The CCP will ‘exploit any tool at its disposal to undermine our national security, spew harmful disinformation, and collect data on Americans,’ they warned.
U.S. Reps. Darin LaHood (R-Ill.) and Josh Gottheimer (D-N.J.) sent a letter to more than 40 state governors on March 3, urging them to ban DeepSeek from government-issued devices due to concerns that the Chinese chatbot collects sensitive data.
In a letter to 47 governors and the mayor of Washington, D.C., the lawmakers warned that DeepSeek is designed to harvest user information and cited risks to data privacy, cybersecurity, and access to government records.
The lawmakers said recent research shows that DeepSeek’s code has direct ties to the Chinese Communist Party (CCP) and can share user data with China Mobile.
China Mobile—a state-owned telecommunications company—is closely affiliated with the People’s Liberation Army.
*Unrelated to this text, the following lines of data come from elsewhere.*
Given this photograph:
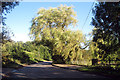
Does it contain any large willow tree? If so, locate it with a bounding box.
[92,2,120,63]
[30,5,88,63]
[30,5,77,40]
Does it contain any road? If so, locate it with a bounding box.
[1,62,109,79]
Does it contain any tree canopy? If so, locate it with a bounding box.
[92,2,120,61]
[30,5,77,40]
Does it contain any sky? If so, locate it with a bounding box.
[6,2,93,42]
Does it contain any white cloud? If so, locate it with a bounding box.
[11,34,32,42]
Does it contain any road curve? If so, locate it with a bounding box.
[2,62,109,79]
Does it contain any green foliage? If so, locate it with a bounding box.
[2,42,51,67]
[30,5,77,40]
[30,6,91,64]
[92,2,120,63]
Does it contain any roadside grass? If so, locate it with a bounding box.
[2,58,47,69]
[77,66,120,78]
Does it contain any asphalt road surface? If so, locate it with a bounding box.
[1,62,110,80]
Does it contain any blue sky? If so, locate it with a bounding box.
[6,2,93,42]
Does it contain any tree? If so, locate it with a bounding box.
[30,6,90,63]
[92,2,120,62]
[0,0,19,25]
[0,0,19,43]
[30,5,77,40]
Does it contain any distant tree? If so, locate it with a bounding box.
[0,0,19,43]
[0,0,19,25]
[92,2,120,61]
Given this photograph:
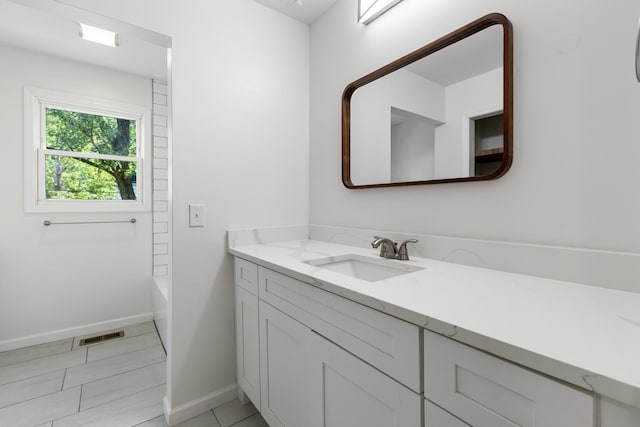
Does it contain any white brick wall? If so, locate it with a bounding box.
[152,80,169,276]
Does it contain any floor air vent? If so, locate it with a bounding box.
[80,331,124,346]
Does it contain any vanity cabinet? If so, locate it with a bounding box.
[424,330,595,427]
[235,258,596,427]
[259,301,311,427]
[307,333,421,427]
[234,257,260,408]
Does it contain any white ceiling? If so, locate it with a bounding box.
[0,0,170,80]
[406,25,504,86]
[254,0,336,24]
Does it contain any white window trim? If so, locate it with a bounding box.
[24,87,152,213]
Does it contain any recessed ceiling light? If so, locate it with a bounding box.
[358,0,402,25]
[80,24,119,47]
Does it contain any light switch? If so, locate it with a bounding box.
[189,205,204,227]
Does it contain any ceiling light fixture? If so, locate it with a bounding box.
[358,0,402,25]
[80,24,119,47]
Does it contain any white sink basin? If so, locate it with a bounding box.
[305,254,422,282]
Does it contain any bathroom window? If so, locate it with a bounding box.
[25,88,150,212]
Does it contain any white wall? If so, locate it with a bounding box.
[345,70,445,185]
[310,0,640,258]
[0,46,151,347]
[56,0,312,418]
[391,117,437,182]
[435,67,503,179]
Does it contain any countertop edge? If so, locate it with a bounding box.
[227,245,640,408]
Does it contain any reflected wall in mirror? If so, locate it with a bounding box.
[342,13,513,188]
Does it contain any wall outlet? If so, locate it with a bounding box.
[189,205,204,227]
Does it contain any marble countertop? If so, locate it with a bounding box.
[229,240,640,407]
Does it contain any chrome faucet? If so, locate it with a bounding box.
[371,236,418,261]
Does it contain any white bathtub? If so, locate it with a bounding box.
[152,277,169,348]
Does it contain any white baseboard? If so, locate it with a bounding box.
[162,384,238,426]
[0,313,153,351]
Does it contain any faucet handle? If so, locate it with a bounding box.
[398,239,418,261]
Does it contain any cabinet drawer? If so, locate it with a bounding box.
[258,267,422,393]
[233,257,258,295]
[424,399,469,427]
[424,331,594,427]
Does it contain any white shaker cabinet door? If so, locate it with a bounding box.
[424,399,469,427]
[308,333,422,427]
[235,286,260,408]
[260,301,311,427]
[424,331,595,427]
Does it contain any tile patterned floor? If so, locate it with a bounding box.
[0,322,268,427]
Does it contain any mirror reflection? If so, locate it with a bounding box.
[343,14,512,188]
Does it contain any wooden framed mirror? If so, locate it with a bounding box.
[342,13,513,189]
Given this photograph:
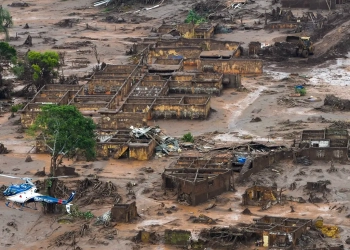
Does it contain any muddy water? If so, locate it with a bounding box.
[215,59,350,142]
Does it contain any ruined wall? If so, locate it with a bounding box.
[111,201,137,222]
[164,229,191,246]
[21,108,40,128]
[147,47,202,64]
[197,59,263,75]
[265,23,298,29]
[96,142,129,159]
[32,90,67,103]
[239,150,293,180]
[157,38,240,51]
[169,81,223,95]
[298,147,348,162]
[129,140,156,161]
[281,0,336,10]
[99,112,146,129]
[189,170,233,206]
[151,96,210,119]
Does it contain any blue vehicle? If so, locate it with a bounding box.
[0,174,75,214]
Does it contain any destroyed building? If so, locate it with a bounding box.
[281,0,343,10]
[162,168,233,206]
[36,127,180,161]
[199,215,312,250]
[242,185,278,206]
[232,142,293,180]
[157,23,217,39]
[20,20,263,160]
[295,129,349,161]
[111,201,138,223]
[242,185,306,210]
[246,215,312,249]
[170,155,231,169]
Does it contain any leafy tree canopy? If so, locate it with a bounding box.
[27,51,60,84]
[185,10,206,24]
[28,105,96,175]
[0,42,17,60]
[0,5,13,39]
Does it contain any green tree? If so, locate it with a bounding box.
[0,42,17,60]
[28,105,96,176]
[185,10,206,24]
[0,5,13,40]
[27,51,60,88]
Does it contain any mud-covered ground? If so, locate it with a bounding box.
[0,0,350,249]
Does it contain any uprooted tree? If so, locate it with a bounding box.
[0,5,13,40]
[28,104,96,212]
[12,51,60,92]
[28,104,96,176]
[0,42,17,98]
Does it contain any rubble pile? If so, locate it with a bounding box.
[130,127,181,154]
[297,156,312,166]
[76,178,121,205]
[329,121,350,129]
[49,178,121,206]
[261,42,296,60]
[52,41,93,49]
[0,143,10,154]
[0,185,7,200]
[189,214,216,224]
[55,18,79,28]
[324,95,350,111]
[199,226,245,248]
[193,0,228,14]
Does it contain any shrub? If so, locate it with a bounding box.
[0,42,17,60]
[11,104,24,113]
[185,10,207,24]
[182,132,194,142]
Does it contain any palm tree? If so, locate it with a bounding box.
[0,5,13,40]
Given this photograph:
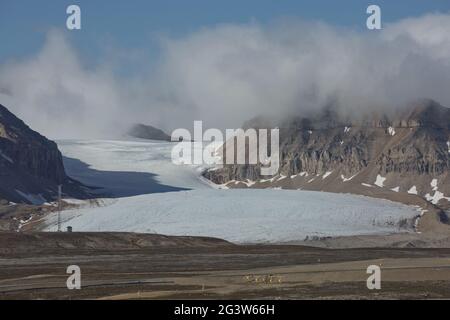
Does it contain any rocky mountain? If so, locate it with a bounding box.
[204,100,450,208]
[128,124,170,141]
[0,105,87,204]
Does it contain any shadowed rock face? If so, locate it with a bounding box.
[0,105,84,204]
[205,100,450,209]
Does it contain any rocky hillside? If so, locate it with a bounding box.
[0,105,86,204]
[205,100,450,208]
[128,124,170,141]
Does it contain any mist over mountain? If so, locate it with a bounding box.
[0,14,450,138]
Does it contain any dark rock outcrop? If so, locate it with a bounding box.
[204,100,450,209]
[0,105,85,204]
[128,124,170,141]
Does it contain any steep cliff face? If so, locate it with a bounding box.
[205,100,450,210]
[0,105,82,204]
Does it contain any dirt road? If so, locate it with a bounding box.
[0,233,450,299]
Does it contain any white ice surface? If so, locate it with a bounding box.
[47,141,417,243]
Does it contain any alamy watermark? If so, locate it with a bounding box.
[171,121,280,176]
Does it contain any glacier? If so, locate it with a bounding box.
[46,140,417,243]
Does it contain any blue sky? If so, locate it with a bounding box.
[0,0,450,63]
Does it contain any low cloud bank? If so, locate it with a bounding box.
[0,14,450,138]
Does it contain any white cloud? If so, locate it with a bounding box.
[0,14,450,137]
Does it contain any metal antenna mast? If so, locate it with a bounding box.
[58,185,62,232]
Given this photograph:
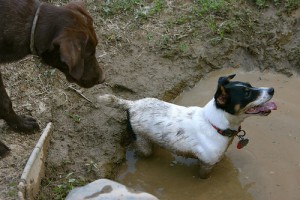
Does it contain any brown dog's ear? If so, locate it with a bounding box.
[53,30,87,80]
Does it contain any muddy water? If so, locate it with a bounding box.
[117,69,300,200]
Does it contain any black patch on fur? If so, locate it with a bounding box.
[215,77,260,115]
[176,128,184,136]
[126,110,136,141]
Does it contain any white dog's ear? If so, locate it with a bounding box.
[215,74,235,107]
[218,74,235,86]
[215,85,229,107]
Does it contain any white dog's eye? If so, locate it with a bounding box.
[245,89,251,97]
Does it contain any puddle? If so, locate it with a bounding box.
[117,69,300,200]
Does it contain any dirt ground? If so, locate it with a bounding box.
[0,0,300,199]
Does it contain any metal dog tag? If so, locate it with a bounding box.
[236,138,249,149]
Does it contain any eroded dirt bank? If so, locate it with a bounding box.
[0,1,300,199]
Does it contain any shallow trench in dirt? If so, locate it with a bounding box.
[116,69,300,200]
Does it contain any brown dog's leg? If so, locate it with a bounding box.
[0,72,39,132]
[0,141,10,158]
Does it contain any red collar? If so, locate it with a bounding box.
[210,123,241,137]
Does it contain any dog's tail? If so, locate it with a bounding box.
[98,94,133,110]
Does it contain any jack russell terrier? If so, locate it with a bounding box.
[98,74,277,178]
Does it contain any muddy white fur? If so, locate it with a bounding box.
[99,75,276,178]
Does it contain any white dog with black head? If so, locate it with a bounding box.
[99,74,277,178]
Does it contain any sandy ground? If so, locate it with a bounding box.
[0,1,300,199]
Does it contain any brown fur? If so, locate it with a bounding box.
[0,0,104,156]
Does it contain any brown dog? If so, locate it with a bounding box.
[0,0,104,156]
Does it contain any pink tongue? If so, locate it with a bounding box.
[247,101,277,113]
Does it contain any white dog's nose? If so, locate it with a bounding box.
[268,88,274,96]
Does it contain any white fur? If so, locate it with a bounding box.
[99,88,274,177]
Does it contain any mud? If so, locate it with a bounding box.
[117,69,300,200]
[0,0,300,200]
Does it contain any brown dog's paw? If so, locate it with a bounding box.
[8,115,40,134]
[0,141,10,159]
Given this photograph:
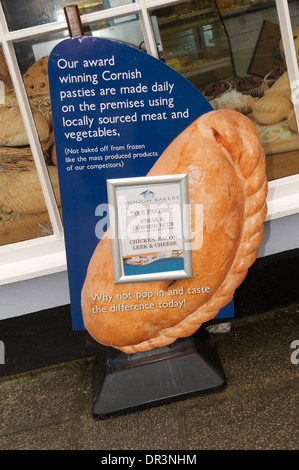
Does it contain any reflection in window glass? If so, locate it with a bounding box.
[2,0,134,31]
[0,49,59,246]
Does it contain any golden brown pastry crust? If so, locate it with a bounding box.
[81,110,267,354]
[23,56,50,96]
[265,72,292,100]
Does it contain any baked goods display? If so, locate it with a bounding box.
[210,70,299,155]
[279,26,299,65]
[81,110,267,354]
[0,50,60,244]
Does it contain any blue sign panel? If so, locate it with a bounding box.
[48,37,233,329]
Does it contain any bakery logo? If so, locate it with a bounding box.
[0,80,5,104]
[140,189,155,198]
[95,203,203,250]
[0,341,5,365]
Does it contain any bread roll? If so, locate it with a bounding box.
[81,110,267,354]
[288,109,298,133]
[0,166,61,214]
[23,56,50,96]
[279,26,299,64]
[252,95,293,124]
[265,72,292,100]
[0,106,50,147]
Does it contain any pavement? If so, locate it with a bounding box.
[0,305,299,452]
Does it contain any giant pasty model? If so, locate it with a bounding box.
[81,110,268,354]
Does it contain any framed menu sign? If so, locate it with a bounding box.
[107,174,192,283]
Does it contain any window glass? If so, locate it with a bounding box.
[152,0,299,180]
[151,0,234,88]
[2,0,134,31]
[0,49,59,246]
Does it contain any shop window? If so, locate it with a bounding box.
[0,0,299,279]
[2,0,134,31]
[151,0,299,180]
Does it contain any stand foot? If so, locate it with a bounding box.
[93,329,226,419]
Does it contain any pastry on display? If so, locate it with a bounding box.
[229,75,264,98]
[288,109,298,133]
[252,95,293,124]
[264,65,287,89]
[202,81,231,101]
[265,72,292,100]
[279,26,299,65]
[210,90,258,114]
[81,110,268,354]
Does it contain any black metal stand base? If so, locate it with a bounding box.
[93,329,226,419]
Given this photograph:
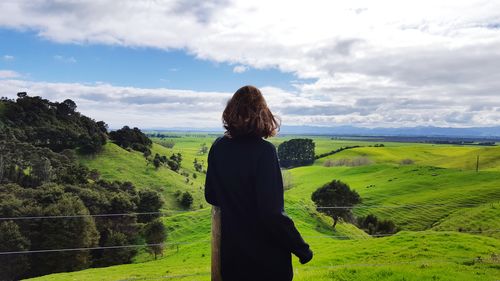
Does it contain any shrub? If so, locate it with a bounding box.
[311,180,361,228]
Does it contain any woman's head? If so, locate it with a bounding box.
[222,86,280,138]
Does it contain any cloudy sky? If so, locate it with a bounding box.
[0,0,500,128]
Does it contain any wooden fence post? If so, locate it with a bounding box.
[212,206,222,281]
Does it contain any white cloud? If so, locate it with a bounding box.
[0,69,21,79]
[0,0,500,126]
[2,55,15,61]
[233,65,248,73]
[0,77,500,128]
[53,55,76,63]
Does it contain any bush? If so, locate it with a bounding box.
[278,139,315,168]
[178,191,193,209]
[357,214,397,235]
[399,158,415,165]
[323,157,372,167]
[311,180,361,228]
The letter states that the Federal Communications Commission has banned its use in the United States.
The letter warns that DeepSeek users may unwittingly expose sensitive data—such as contracts, documents, and financial records—to China, which would be “an enormous asset to the CCP”—a “known foreign adversary.”
It further states that “the CCP has made it abundantly clear that it will exploit any tool at its disposal to undermine our national security, spew harmful disinformation, and collect data on Americans.”
This development follows Gottheimer and LaHood’s introduction on Feb. 6 of legislation dubbed the “No DeepSeek on Government Devices Act,” which aims to “prohibit the use of DeepSeek by federal employees on government-issued devices.”
“The technology race with the Chinese Communist Party (CCP) is not one the United States can afford to lose,” LaHood said in a statement.
Gottheimer cited evidence that the CCP is “using DeepSeek to steal the sensitive data of U.S. citizens” and called it “a five alarm national security fire,” according to a statement.
The recent letter also identifies Huawei, a multinational tech company producing smart devices, laptops, and other telecom equipment, and ByteDance, which owns TikTok, as direct threats to national security.
It said that Congress aims to “prioritize the safety and security of state-operated devices, especially those that are used to access or store confidential information.”
Addressing governors, the two lawmakers wrote, “We implore you to follow suit and ban the use and download of DeepSeek from all state government-affiliated devices and networks.”
“By enacting these bans,” the Gottheimer–LaHood letter concludes, “you would send a clear message that your state remains committed to maintaining the highest level of security and preventing one of our greatest adversaries from accessing sensitive state, federal, and personal information.”Texas was the first state to ban DeepSeek from government networks and devices on Jan. 31, followed by New York and Virginia.
Florida is the latest to follow suit. The Sunshine State’s chief financial officer, Jimmy Patronis, announced on Feb. 20 that DeepSeek would no longer be allowed in the state’s Department of Financial Services.
A letter from Gottheimer and LaHood obtained by The Epoch Times was sent to Florida Gov. Ron DeSantis, suggesting that other aspects of his government have yet to adopt the restrictions.
According to the letter, Congress considers the United States a leader in identifying threats posed by DeepSeek and other Chinese tech digital threats.
The United States is not the only country to act against DeepSeek.
The Epoch Times reported on Feb. 19 that South Korea had suspended DeepSeek and removed it from app stores after the chatbot was found to have shared information with an IP address affiliated with ByteDance, the Beijing-based parent company of Chinese app TikTok.
In early February, Australia’s Secretary of Home Affairs announced similar measures, citing “risk and threat information.”
The country’s Protective Security Policy Framework website called on “Australian Government entities to prevent the use or installation of DeepSeek products, applications and web services and where found remove all existing instances of DeepSeek products, applications and web services from all Australian Government systems and devices.”
The Netherlands’ digital security watchdog last month also ordered all civil servants to stop using the application and issued a warning to the general population.
“If, as a user in the Netherlands, you upload a document containing personal information, such as a CV, to the DeepSeek chatbot, that personal data may be stored on a server in China,” Dutch Data Protection Authority Chairman Aleid Wolfsen said in a statement.
“This also applies to all the questions you enter into the chatbot. Be aware of this. The system thrives on the information you provide. Understand that you might even—whether intentionally or unintentionally—upload information about other people into that chatbot.”
Canada moved in the same direction on Feb. 6, citing “privacy concerns associated with the inappropriate collection and retention of sensitive personal information,” according to an email obtained by The Epoch Times from the country’s chief information officer.
It went on to say that the move was “precautionary” and intended to “protect government networks and data, and “recommended that departments and agencies restrict the use of the DeepSeek chatbot on government devices.”
Italy blocked the artificial intelligence engine in January. Leading up to the decision, the country’s independent administrative authority on data privacy, Garante, contacted DeepSeek with its concerns about its handling of user information. The regulator determined that Deepseek’s response was inadequate because its operators argued that, since the company was not based in the European Union, the bloc’s laws did not apply to it.